Belchantska was crowded with carriages and wagons, the stables were filled with horses, the outbuildings with servants of all sorts; everywhere in the mansion were colored coats, sabres, shaven foreheads; and with these went Latin, the twittering of women, farthingales, laces, and various ornaments. Maids were flying around with hot water, and tipsy servants with excellent wine in decanters. From morning until night-hours the kitchen was steaming like a tar pit. The windows of the mansion gleamed and flashed every evening, so that the whole place around there was radiant.

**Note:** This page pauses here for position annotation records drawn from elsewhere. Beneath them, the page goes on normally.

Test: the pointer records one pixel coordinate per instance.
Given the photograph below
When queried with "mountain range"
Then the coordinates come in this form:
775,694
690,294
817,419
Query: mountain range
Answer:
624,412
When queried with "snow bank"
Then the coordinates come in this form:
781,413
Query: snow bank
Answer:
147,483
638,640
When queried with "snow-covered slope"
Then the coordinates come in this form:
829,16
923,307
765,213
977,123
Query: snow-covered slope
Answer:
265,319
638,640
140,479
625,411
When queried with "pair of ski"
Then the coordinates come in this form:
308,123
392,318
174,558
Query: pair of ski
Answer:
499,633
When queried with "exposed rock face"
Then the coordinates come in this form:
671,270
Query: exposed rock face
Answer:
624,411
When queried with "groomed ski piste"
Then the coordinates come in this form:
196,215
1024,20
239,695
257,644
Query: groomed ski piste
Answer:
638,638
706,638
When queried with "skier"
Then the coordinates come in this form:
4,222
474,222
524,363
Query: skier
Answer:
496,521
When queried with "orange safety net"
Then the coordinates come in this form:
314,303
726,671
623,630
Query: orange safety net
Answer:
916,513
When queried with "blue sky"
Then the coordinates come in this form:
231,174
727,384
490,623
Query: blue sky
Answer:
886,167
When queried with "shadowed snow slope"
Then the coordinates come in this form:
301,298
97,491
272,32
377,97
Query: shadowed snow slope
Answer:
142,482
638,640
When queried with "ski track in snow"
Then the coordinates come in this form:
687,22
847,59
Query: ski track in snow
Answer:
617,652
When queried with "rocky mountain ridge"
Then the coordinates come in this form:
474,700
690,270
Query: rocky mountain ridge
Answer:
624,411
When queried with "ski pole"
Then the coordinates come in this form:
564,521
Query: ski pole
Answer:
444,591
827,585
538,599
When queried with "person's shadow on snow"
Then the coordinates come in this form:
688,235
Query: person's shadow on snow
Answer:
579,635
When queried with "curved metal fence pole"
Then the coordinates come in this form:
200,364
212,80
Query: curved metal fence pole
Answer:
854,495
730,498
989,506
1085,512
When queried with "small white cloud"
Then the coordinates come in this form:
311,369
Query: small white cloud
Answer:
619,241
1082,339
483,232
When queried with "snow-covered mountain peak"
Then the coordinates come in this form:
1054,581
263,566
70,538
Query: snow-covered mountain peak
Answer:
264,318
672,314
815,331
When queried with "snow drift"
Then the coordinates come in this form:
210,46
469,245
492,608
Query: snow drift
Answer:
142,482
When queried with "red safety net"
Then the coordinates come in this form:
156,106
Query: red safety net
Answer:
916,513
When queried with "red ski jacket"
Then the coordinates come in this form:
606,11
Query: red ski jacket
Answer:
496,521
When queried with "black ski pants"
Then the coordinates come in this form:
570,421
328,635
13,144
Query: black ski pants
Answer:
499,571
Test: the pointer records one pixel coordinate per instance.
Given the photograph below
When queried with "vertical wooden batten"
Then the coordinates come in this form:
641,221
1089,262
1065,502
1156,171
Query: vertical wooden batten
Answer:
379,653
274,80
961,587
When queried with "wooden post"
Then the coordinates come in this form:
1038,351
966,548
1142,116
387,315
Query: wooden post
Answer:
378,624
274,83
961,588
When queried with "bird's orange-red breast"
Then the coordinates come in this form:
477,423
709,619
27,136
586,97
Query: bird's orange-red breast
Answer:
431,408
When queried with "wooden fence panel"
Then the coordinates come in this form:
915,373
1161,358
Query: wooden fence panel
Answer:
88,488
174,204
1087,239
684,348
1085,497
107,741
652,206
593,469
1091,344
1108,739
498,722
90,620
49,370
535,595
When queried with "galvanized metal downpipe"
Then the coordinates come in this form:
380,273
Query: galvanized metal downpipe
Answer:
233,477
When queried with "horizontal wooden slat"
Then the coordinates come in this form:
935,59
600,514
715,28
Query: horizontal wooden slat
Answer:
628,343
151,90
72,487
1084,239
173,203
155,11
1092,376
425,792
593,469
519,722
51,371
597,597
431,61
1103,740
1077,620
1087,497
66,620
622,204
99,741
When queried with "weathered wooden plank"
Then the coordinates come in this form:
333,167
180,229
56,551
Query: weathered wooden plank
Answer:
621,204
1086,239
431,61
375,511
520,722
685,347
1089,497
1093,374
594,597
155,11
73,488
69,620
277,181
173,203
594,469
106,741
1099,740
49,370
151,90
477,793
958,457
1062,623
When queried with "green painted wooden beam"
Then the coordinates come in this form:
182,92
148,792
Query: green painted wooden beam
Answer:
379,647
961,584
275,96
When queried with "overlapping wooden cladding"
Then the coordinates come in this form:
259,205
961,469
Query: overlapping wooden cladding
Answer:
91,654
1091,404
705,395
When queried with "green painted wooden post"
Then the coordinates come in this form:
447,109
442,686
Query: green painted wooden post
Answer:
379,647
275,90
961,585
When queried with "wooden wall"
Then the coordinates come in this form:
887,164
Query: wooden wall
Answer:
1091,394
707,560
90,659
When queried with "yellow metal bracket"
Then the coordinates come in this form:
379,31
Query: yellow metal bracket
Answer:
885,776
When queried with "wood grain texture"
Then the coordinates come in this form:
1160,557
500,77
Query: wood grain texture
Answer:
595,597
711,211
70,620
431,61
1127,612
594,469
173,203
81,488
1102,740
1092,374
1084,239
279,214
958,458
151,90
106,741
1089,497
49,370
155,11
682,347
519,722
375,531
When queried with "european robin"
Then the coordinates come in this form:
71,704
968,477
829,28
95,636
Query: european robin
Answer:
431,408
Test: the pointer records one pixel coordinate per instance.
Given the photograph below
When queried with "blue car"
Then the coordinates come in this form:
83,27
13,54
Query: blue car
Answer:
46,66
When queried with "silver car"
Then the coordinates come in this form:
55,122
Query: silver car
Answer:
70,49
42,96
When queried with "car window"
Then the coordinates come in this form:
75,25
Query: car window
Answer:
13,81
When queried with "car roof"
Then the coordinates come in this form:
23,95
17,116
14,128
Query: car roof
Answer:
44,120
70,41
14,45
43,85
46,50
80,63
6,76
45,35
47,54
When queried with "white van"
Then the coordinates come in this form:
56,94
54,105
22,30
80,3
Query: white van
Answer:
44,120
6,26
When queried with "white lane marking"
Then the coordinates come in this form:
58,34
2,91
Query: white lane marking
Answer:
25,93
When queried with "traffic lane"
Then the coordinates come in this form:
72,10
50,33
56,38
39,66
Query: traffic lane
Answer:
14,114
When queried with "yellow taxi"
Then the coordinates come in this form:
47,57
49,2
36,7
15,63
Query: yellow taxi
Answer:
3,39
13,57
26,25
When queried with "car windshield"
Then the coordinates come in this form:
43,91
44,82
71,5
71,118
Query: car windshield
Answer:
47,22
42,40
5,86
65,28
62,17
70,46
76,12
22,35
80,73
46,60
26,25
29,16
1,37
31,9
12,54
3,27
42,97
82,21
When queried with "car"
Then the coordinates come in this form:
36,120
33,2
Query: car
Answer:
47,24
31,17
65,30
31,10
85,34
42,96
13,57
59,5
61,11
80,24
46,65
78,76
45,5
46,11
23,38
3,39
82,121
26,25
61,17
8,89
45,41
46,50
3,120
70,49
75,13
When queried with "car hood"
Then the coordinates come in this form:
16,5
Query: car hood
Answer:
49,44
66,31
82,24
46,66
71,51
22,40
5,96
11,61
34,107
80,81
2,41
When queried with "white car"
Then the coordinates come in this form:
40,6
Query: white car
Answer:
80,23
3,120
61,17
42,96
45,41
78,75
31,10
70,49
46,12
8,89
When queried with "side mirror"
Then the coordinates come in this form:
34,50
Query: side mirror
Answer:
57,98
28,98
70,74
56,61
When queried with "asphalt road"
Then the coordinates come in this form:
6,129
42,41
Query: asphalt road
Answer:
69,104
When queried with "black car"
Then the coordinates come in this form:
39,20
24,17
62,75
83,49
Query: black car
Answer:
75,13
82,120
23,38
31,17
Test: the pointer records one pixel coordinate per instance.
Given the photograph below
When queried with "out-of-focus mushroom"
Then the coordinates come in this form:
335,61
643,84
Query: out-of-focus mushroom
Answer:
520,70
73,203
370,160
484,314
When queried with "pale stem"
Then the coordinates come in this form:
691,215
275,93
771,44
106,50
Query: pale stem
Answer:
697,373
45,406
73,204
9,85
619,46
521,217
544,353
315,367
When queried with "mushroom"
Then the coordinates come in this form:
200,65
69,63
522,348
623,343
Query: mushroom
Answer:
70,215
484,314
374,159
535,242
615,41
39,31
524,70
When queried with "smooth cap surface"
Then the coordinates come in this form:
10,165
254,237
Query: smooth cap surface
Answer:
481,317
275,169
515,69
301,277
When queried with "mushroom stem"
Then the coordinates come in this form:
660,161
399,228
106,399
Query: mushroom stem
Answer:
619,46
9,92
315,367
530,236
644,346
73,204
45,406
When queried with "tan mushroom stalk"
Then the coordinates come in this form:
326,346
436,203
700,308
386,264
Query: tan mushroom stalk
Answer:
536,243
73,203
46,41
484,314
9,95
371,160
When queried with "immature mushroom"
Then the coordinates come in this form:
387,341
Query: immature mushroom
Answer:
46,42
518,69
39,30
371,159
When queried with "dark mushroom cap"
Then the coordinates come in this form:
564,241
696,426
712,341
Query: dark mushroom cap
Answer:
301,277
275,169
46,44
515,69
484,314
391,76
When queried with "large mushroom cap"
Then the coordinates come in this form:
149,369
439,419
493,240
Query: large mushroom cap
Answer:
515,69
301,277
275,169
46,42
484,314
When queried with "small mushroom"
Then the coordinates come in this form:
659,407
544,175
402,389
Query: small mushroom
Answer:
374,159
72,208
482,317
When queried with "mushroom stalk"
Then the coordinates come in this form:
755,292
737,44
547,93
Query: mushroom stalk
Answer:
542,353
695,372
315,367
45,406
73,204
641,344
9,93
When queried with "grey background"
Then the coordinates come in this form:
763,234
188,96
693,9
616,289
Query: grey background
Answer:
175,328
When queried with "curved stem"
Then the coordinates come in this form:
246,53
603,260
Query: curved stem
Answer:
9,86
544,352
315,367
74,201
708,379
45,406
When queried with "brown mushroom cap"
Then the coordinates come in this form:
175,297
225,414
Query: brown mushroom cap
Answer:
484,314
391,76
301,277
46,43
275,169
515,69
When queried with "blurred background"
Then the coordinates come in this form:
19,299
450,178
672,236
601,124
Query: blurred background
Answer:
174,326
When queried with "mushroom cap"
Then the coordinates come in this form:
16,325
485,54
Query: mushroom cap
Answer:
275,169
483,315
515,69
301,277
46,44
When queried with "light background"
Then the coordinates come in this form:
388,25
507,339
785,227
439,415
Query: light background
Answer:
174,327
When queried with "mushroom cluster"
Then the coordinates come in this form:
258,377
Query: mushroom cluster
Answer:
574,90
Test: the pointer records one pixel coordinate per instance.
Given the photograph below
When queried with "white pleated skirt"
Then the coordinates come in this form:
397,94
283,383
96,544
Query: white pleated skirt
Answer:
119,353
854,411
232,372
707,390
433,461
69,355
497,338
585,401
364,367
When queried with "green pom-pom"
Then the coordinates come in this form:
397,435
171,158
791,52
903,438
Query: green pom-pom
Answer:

And amid all this tumult Pan Gideon moved through the chambers, walked about and gave welcome, magnificent, important, grown young as it were for the second time, dressed in crimson, and wearing a sabre which glittered with jewels, a sabre which Panna Anulka had inherited; it was her only dowry from wealthy forefathers. If giddiness seized him he leaned on an armchair, and again he moved forward, showed honor to guests who were personages, and struck one heel against the other when greeting older ladies; but above all he followed with eyes which were more and more enamoured "his Anulka," who bloomed in that many-colored throng. Amid glances which were frequently ill-wishing, frequently jealous, and filled sometimes with venom, she was as fair as a lily, somewhat sad, or only conscious, it may be, of the weight of that fact which she had to encounter.
Thus things continued till the evening of the third day, that is, Tuesday, when the mortars of the mansion thundered in the yard, thus announcing to the guests and the country that the solemn moment had come, the moment of betrothal.